The alignment files are accessible in the URLs listed at Supplementary Table 12, and the assemblies used are listed in Supplementary Table 13. Coverage statistics from the resulting alignments were obtained using the halCoverage tool (https://github.com/ComparativeGenomicsToolkit/hal, commit 68db41d). To confirm that these improvements were likely caused by the removal of paralogous rather than orthologous alignments, we compared phylogenetic trees implicit in the columns of HAL alignments to independently re-estimated approximately-ML trees produced by FastTree (http://www.microbesonline.org/fasttree/, version 2.1.11) [61] for the same regions. The duplication-timing evaluation was performed using a custom pipeline (https://github.com/joelarmstrong/treeBuildingEvaluation) designed to sample columns from a HAL file and evaluate their trees against an independently re-estimated tree of the same region.

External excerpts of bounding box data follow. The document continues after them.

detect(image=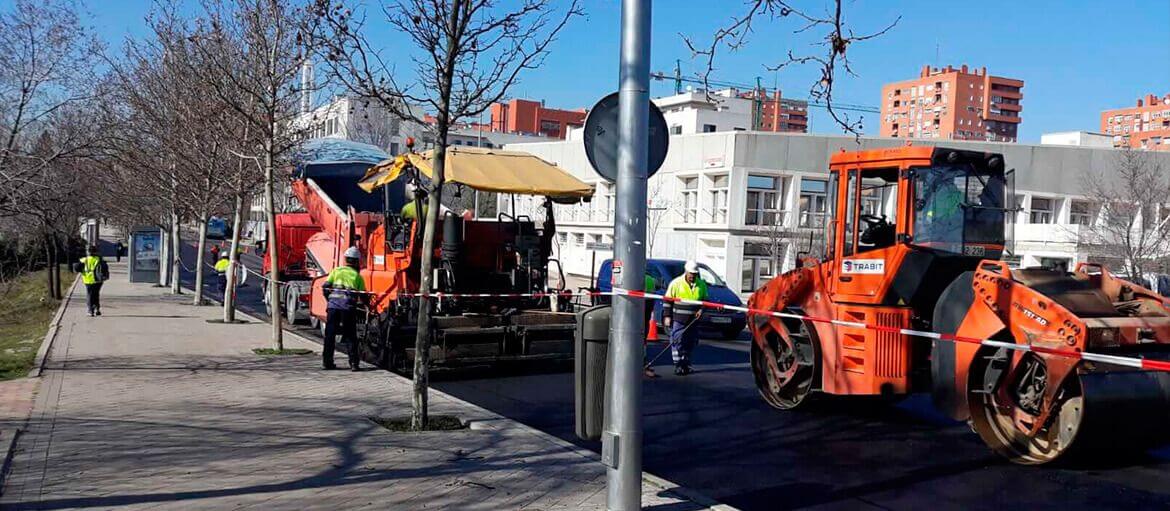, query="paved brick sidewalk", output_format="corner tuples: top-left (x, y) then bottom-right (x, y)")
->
(0, 264), (716, 510)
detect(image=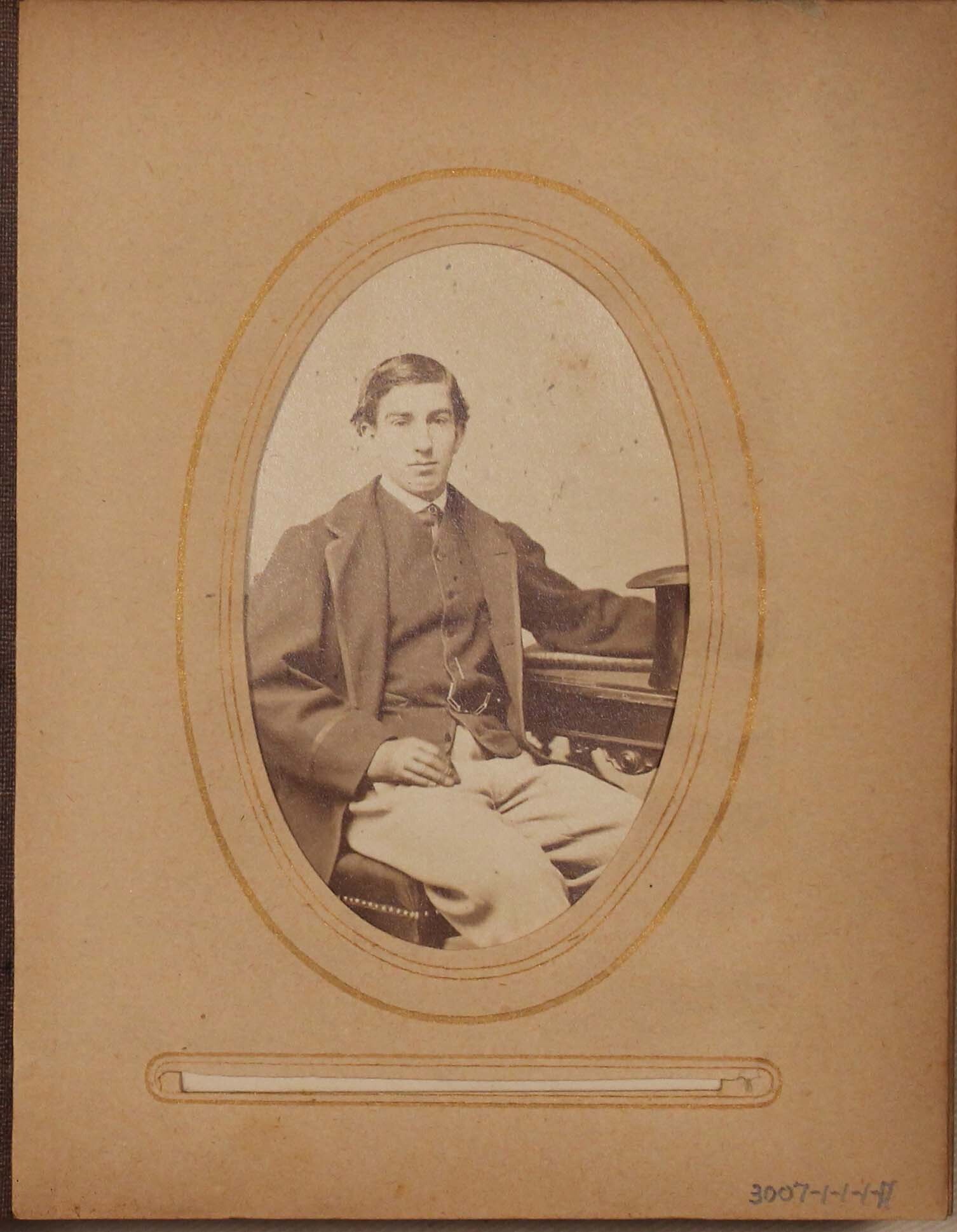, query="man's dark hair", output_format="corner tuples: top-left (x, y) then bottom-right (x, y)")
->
(352, 355), (468, 431)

For this analysis we used the two 12-boreoeutherian alignments described above, sampling 10,000 columns from the human genome. The comparison trees were built from a context of 1000 bases around the entries in each sampled column using FastTree 2.1.10 and the -gtr -nt options. Only duplicated columns were counted in the final output (columns containing no duplications did not count in the results). The coalescence pairs were evaluated using the --onlySelf option, meaning that only pairs that included the sampled site were counted in the results. To avoid weighting columns with a high number of copies per genome more than columns with a low number of copies per genome, only a single coalescence was randomly sampled per column.

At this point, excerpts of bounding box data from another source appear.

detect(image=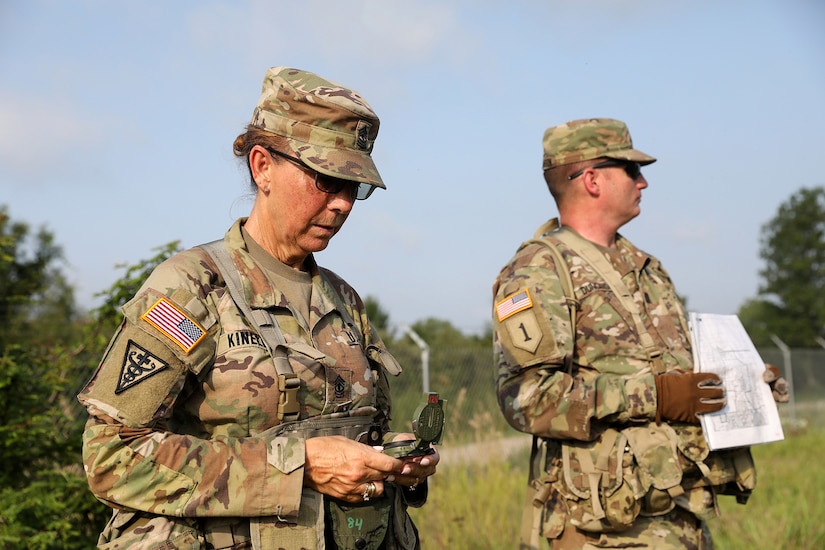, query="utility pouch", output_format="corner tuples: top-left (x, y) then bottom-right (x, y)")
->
(324, 495), (393, 550)
(557, 429), (644, 533)
(622, 423), (684, 516)
(679, 426), (756, 504)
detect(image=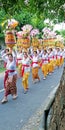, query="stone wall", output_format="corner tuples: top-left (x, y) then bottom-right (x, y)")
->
(49, 67), (65, 130)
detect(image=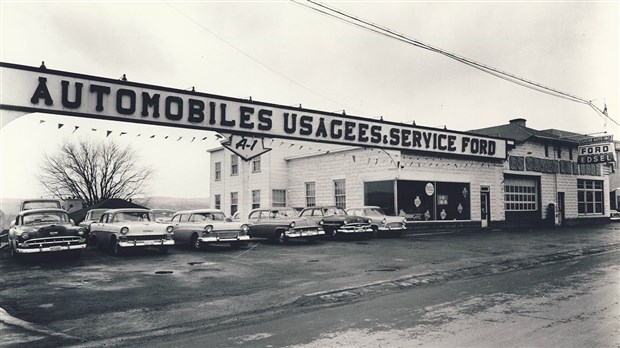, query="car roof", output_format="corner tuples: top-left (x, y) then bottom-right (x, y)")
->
(174, 208), (224, 215)
(106, 208), (151, 214)
(19, 208), (67, 215)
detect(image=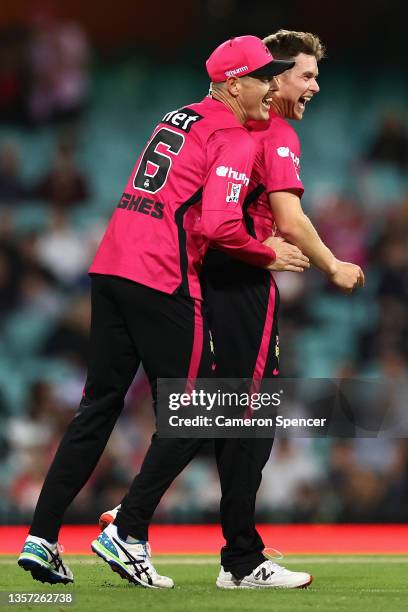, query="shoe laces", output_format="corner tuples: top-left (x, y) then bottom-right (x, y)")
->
(263, 547), (289, 574)
(143, 542), (158, 576)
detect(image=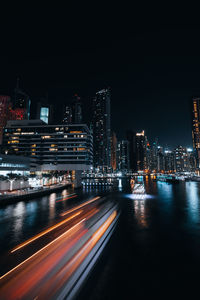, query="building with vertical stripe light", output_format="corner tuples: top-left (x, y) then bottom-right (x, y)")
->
(192, 97), (200, 169)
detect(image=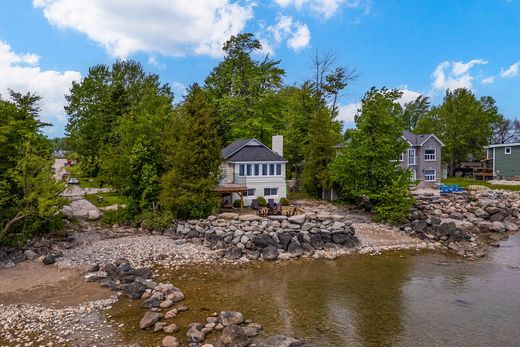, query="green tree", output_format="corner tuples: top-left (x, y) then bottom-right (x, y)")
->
(330, 87), (413, 223)
(204, 33), (285, 144)
(0, 91), (63, 246)
(160, 84), (222, 219)
(416, 88), (499, 175)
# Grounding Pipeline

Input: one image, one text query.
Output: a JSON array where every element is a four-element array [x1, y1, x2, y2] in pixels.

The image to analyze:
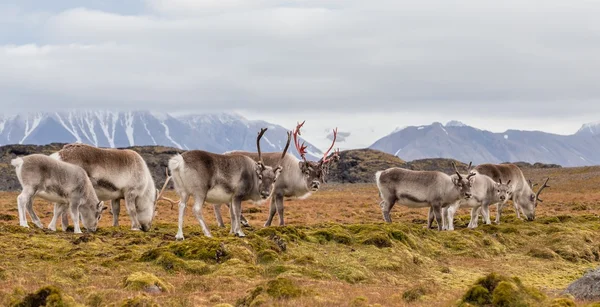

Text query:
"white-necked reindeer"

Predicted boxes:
[[49, 144, 173, 231], [442, 163, 512, 230], [11, 154, 105, 233], [169, 128, 291, 240], [375, 167, 475, 230], [214, 122, 339, 227]]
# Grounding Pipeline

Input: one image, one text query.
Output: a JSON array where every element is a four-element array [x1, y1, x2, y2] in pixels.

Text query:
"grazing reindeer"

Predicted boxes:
[[442, 165, 512, 230], [50, 144, 158, 231], [473, 164, 550, 224], [214, 122, 339, 227], [169, 128, 291, 240], [375, 167, 475, 230], [11, 154, 106, 233]]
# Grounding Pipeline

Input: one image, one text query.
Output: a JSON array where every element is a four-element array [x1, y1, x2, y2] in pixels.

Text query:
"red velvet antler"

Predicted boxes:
[[294, 121, 306, 161]]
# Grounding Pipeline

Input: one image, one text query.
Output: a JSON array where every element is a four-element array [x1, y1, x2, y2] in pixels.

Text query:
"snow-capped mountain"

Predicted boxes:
[[0, 111, 322, 159], [370, 121, 600, 166]]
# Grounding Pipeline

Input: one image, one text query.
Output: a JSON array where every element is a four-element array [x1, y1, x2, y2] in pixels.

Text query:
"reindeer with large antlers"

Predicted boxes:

Since HAL does not produce a fully binarized history of duplication events, we compared the most recent common ancestor (MRCA) of randomly selected pairs of sites from genomes containing a duplication within the column. If the MRCA species in the HAL tree is a descendant of the MRCA species within the reconciled ML tree, that implies that there are paralogs represented as orthologs within the HAL tree (since a duplication event must have been resolved too early). Similarly, if the MRCA species within the HAL tree is an ancestor of that within the reconciled ML tree, a duplication event must have been resolved too late in the HAL tree, implying additional false loss/deletion events. The number of paralogous alignments (represented by the coalescence time between duplicated sequences being too “early” in the HAL tree relative to the ML tree) in the alignment of the 12 boreoeutherian genomes was clearly reduced (46% in the outgroup filtering vs 26% in the best-hit filtering) (Extended Data Figure 1D).

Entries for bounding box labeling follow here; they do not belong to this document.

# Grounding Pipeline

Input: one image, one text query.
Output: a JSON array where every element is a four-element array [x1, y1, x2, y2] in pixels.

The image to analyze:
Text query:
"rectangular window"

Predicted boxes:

We separately ran the Comparative Annotation Toolkit (CAT; https://github.com/ComparativeGenomicsToolkit/hal, commit 68db41d) [9] on identical human, chimpanzee, and gorilla assemblies (hg38, panTro6, and gorGor5 assemblies) in two alignments using the outgroup and best-hit filtering methods. We ran using the GENCODE V30 gene set [62]. We projected the transcripts solely via transMap without the use of the AUGUSTUS modes. Multiple-mapping statistics as well as the gene composition of the final gene set were taken from the filter_tm_metrics.json file in the CAT output.

Not only was CAT less likely to identify a human gene in multiple chimp loci using the best-hit filtering (e.g. 6.5% vs. 9.8% multiple-mappings across all genes in chimp, and 5.9% vs. 13.8% for the recently-duplicated KRAB zinc-finger gene family) (Extended Data Figure 1E), but as a result orthologs for 104 more human genes were identified in the output gene set for chimp (182 in gorilla) (Supplementary Table 14). This is likely because tens of thousands of fewer paralogous transcripts were filtered out in the initial filtering phase of CAT (Supplementary Table 15), reducing confusion about which transcript projection to put into the gene set.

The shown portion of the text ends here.